Rückblende: Es ist der 30. September 2010: Das Bild eines Schwerverletzten geht um die Welt: Aus beiden Augen eines alten Mannes tropft Blut, es rinnt in seinen Bart, das rechte Auge scheint regelrecht aus der Höhle zu platzen, das linke ist zugekniffen.
Unter dem Motto "Bildung statt Prestigebahnhof" ziehen in Stuttgart um die Mittagszeit 2000 Schüler und Schülerinnen, ein paar Rentner und Rentnerinnen zum Oberen Schlossplatz, dorthin also, wo für den Tiefbahnhof jahrhundertealte Bäume gefällt werden sollen. Was sie nicht wissen: Auf sie warten dort Hundertschaften von Polizisten in Kampfanzügen, Polizisten auf Pferden, ausgerüstet mit Pfefferspray, Tränengas, Schlagstöcken, Wasserwerfer stehen bereit.
Ein paar Stunden später sind Hunderte Schüler und Bürger verletzt. Das Innenministerium spricht von 130, die Demonstranten zählen über 400 Verletzte, unter ihnen viele Schwerverletzte. Und ein Rentner, Dietrich Wagner, verliert an diesem Tag, der als "Schwarzer Donnerstag" in Stuttgarts Geschichte eingeht, fast sein Augenlicht.
Wie aggressiv damals die Ordnungsmacht vorging, zeigen polizeiinterne Videos, die mir 2015 zugespielt wurden: "Jetzt gang a mol dera a bissle auf die Beine, auf die Füße, da bei der in der grauen Jacke … hinten reinziehen." Ein Wasserstrahl donnert auf eine Frau, die eine Peace-Fahne schwenkt, sie fällt zur Seite, wieder trifft sie der Strahl des Wasserwerfers, sie kommt nicht hoch. "Franz" (Name geändert), "kannschd du en Meter vor?" Das sind Worte von Polizisten an diesem Tag. Gesprochen im Führerstand des Wasserwerfers.

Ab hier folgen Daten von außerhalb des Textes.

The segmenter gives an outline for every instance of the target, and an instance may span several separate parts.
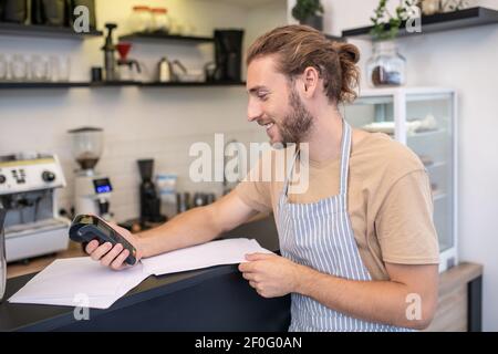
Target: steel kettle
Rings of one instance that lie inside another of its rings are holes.
[[[7,259],[6,259],[6,235],[3,233],[3,222],[7,210],[0,202],[0,302],[3,300],[7,284]]]
[[[175,71],[175,66],[178,66],[184,74],[187,73],[187,69],[181,64],[179,60],[169,61],[166,56],[163,56],[157,64],[157,81],[158,82],[178,82],[178,72]]]

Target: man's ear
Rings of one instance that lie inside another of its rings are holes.
[[[320,74],[313,66],[308,66],[301,75],[302,77],[302,94],[303,97],[311,98],[318,90]]]

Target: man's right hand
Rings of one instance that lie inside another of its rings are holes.
[[[136,263],[142,259],[143,251],[142,251],[142,243],[139,238],[136,236],[133,236],[128,230],[118,227],[114,223],[108,223],[116,232],[118,232],[121,236],[123,236],[132,246],[136,249]],[[122,270],[127,267],[129,267],[124,261],[129,256],[129,251],[126,249],[123,249],[123,244],[116,243],[114,247],[112,247],[111,242],[104,242],[101,246],[98,246],[97,240],[90,241],[89,244],[86,244],[85,248],[86,253],[90,254],[90,257],[94,261],[100,261],[102,266],[110,267],[113,270]]]

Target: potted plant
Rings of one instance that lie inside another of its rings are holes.
[[[320,0],[298,0],[292,8],[292,17],[301,24],[323,30],[323,7]]]
[[[370,32],[373,40],[373,56],[366,63],[369,82],[372,86],[400,86],[406,82],[406,60],[398,53],[394,39],[400,27],[412,14],[418,0],[401,0],[395,14],[387,10],[388,0],[380,0]]]

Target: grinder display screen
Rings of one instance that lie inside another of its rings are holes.
[[[111,180],[108,180],[108,178],[94,179],[93,186],[95,187],[95,192],[98,195],[113,190],[113,186],[111,186]]]
[[[98,228],[98,230],[101,230],[102,232],[104,232],[105,235],[107,235],[108,237],[112,237],[112,229],[105,223],[103,222],[101,219],[95,218],[93,216],[82,216],[80,218],[80,220],[77,220],[77,222],[80,223],[86,223],[86,225],[94,225]]]

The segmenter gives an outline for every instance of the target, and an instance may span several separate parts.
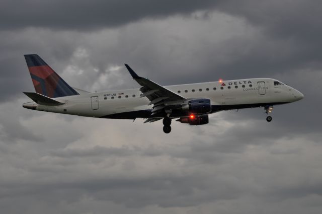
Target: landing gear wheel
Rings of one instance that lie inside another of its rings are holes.
[[[166,126],[170,126],[171,125],[171,118],[170,117],[163,118],[163,124]]]
[[[272,121],[272,117],[268,116],[267,117],[266,117],[266,121],[267,122],[271,122]]]
[[[171,131],[171,126],[170,125],[165,125],[163,127],[163,131],[166,134],[169,134]]]

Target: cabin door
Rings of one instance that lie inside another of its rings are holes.
[[[92,109],[96,110],[99,109],[99,97],[97,96],[91,97],[92,101]]]
[[[266,93],[266,89],[265,89],[265,82],[257,82],[258,85],[258,93],[260,95],[265,95]]]

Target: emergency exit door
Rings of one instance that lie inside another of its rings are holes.
[[[257,82],[258,85],[258,93],[260,95],[265,95],[266,93],[266,89],[265,89],[265,82]]]
[[[92,101],[92,109],[93,110],[96,110],[99,109],[99,97],[96,96],[95,97],[91,97],[91,101]]]

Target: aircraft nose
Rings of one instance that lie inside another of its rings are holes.
[[[294,98],[296,99],[296,101],[300,100],[304,98],[304,95],[299,91],[296,89],[294,89]]]

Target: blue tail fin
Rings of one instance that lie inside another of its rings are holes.
[[[79,94],[37,54],[25,55],[36,92],[51,98]]]

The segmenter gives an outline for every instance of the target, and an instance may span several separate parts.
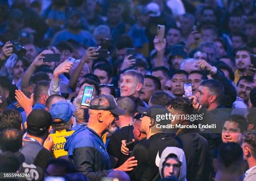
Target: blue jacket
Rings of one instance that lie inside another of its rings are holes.
[[[64,150],[89,180],[100,181],[113,171],[104,143],[93,129],[81,127],[66,139]]]

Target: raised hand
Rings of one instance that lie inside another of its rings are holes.
[[[0,58],[1,60],[5,60],[12,54],[13,51],[12,45],[13,44],[9,41],[6,42],[3,47],[2,48],[3,52],[0,54]]]
[[[126,161],[123,163],[123,165],[119,166],[118,168],[114,169],[114,171],[120,170],[123,171],[131,171],[133,169],[134,166],[137,166],[138,164],[138,161],[134,160],[135,157],[132,156],[129,158]]]
[[[53,73],[54,79],[59,79],[59,76],[64,73],[69,73],[72,68],[73,63],[67,60],[60,64],[54,69]]]

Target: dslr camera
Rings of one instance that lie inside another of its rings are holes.
[[[11,43],[13,44],[13,52],[17,55],[18,57],[24,56],[26,55],[26,50],[21,44],[17,41],[11,41]]]

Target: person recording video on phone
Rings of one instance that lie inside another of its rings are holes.
[[[81,127],[67,138],[64,147],[78,171],[90,180],[100,181],[113,170],[132,170],[137,166],[134,156],[118,168],[111,169],[109,156],[101,139],[107,132],[115,131],[118,116],[125,111],[118,107],[113,96],[102,95],[91,100],[87,126]]]

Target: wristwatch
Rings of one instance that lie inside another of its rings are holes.
[[[217,68],[215,67],[213,67],[213,68],[212,70],[210,71],[210,74],[214,74],[216,73],[216,72],[218,70]]]

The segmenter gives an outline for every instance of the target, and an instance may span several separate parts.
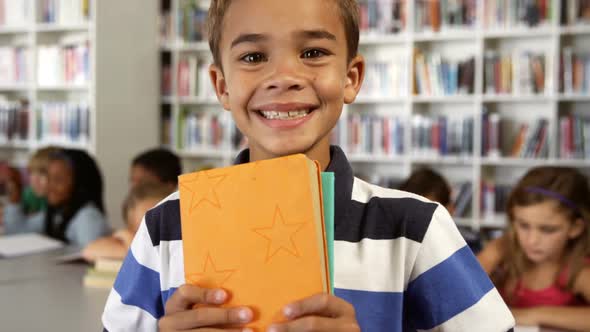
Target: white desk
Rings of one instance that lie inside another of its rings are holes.
[[[82,285],[87,265],[56,264],[65,252],[0,259],[0,330],[102,331],[109,290]]]

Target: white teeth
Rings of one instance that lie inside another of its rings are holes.
[[[289,112],[260,111],[260,113],[269,120],[293,120],[306,116],[307,114],[309,114],[309,110],[298,110]]]

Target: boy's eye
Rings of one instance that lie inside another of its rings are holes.
[[[266,57],[262,53],[248,53],[241,60],[247,63],[259,63],[266,61]]]
[[[311,58],[319,58],[324,55],[326,55],[326,52],[314,48],[314,49],[306,50],[305,52],[303,52],[303,54],[301,54],[301,57],[304,59],[311,59]]]
[[[554,227],[541,227],[541,232],[545,233],[545,234],[551,234],[556,232],[557,229]]]

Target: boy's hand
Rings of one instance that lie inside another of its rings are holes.
[[[334,296],[318,294],[287,305],[286,323],[274,324],[268,332],[337,331],[359,332],[354,307]]]
[[[222,289],[182,285],[166,302],[166,314],[158,322],[159,331],[252,331],[235,327],[249,323],[254,316],[252,310],[247,307],[218,307],[227,299],[227,292]],[[195,305],[204,306],[193,309]]]

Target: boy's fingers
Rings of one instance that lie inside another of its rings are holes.
[[[199,327],[231,326],[249,323],[254,314],[248,307],[205,307],[177,312],[160,319],[160,329],[190,330]],[[238,329],[241,330],[241,329]]]
[[[208,289],[194,285],[182,285],[166,302],[166,314],[191,309],[195,304],[223,304],[227,292],[223,289]]]
[[[351,304],[336,296],[317,294],[287,305],[283,308],[283,314],[288,319],[306,315],[324,317],[354,316],[354,308]]]

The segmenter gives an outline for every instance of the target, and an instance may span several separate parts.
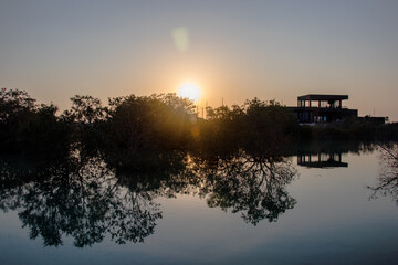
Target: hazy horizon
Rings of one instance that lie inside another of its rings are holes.
[[[347,94],[360,116],[398,120],[398,1],[0,1],[0,87],[70,107],[177,92],[295,106]]]

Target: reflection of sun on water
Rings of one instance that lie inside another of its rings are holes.
[[[192,82],[186,81],[178,87],[177,95],[197,103],[200,98],[200,87]]]

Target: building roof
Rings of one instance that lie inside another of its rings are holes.
[[[322,94],[308,94],[297,97],[298,100],[344,100],[348,99],[348,95],[322,95]]]

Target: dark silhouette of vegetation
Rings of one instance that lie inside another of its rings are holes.
[[[106,235],[143,242],[161,219],[155,199],[178,193],[253,225],[276,221],[296,204],[285,190],[296,177],[286,157],[305,139],[397,136],[396,125],[298,126],[286,107],[258,98],[208,107],[207,119],[175,94],[111,98],[106,106],[92,96],[71,100],[57,114],[25,92],[0,91],[0,209],[18,211],[44,245],[61,245],[64,235],[77,247]]]
[[[380,173],[378,184],[368,187],[373,191],[371,199],[378,195],[390,195],[398,205],[398,144],[381,142],[378,144],[380,149]]]

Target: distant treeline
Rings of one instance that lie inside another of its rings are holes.
[[[191,100],[176,94],[109,98],[107,105],[92,96],[76,95],[71,100],[72,107],[57,114],[55,105],[38,104],[24,91],[1,88],[1,152],[53,157],[78,150],[134,167],[178,150],[222,155],[243,149],[271,155],[303,140],[398,137],[398,124],[353,119],[300,126],[286,107],[258,98],[242,106],[208,107],[206,119],[197,116]]]

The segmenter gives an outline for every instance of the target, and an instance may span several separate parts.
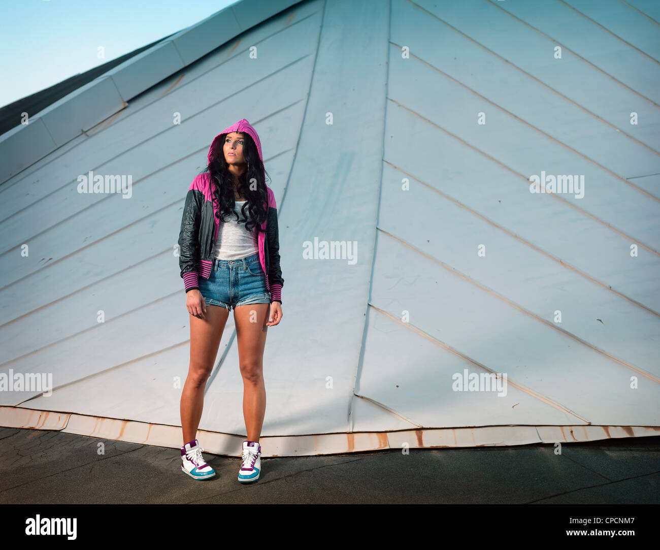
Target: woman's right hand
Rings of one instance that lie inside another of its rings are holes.
[[[204,301],[202,293],[197,289],[188,291],[186,293],[185,307],[191,315],[198,319],[204,318],[206,314],[206,302]]]

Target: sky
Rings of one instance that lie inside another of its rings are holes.
[[[235,2],[0,0],[0,106],[181,30]]]

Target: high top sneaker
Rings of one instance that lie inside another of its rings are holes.
[[[202,456],[204,450],[197,440],[186,443],[181,448],[181,469],[193,479],[208,479],[215,475],[215,471]]]
[[[257,441],[243,442],[243,460],[238,470],[238,481],[242,483],[256,481],[261,471],[261,446]]]

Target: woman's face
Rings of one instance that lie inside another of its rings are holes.
[[[243,156],[243,143],[242,132],[227,134],[222,149],[224,152],[224,160],[228,164],[240,164],[246,162]]]

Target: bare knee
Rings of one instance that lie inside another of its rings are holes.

Wasserwerfer, Tränengas, Reizgas, Schlagstöcke
Von einem "brutalen Polizeieinsatz" spricht sogar die konservative Frankfurter Allgemeine Zeitung. Man sei provoziert worden, erklärt die Polizei, man habe so agieren müssen. Die Polizeifilme erzählen eine ganz andere Geschichte. Sie erschüttern die Polizeiversion. Sie zeigen eine Polizei, die überaus aggressiv auf das Geschehen im Park reagiert.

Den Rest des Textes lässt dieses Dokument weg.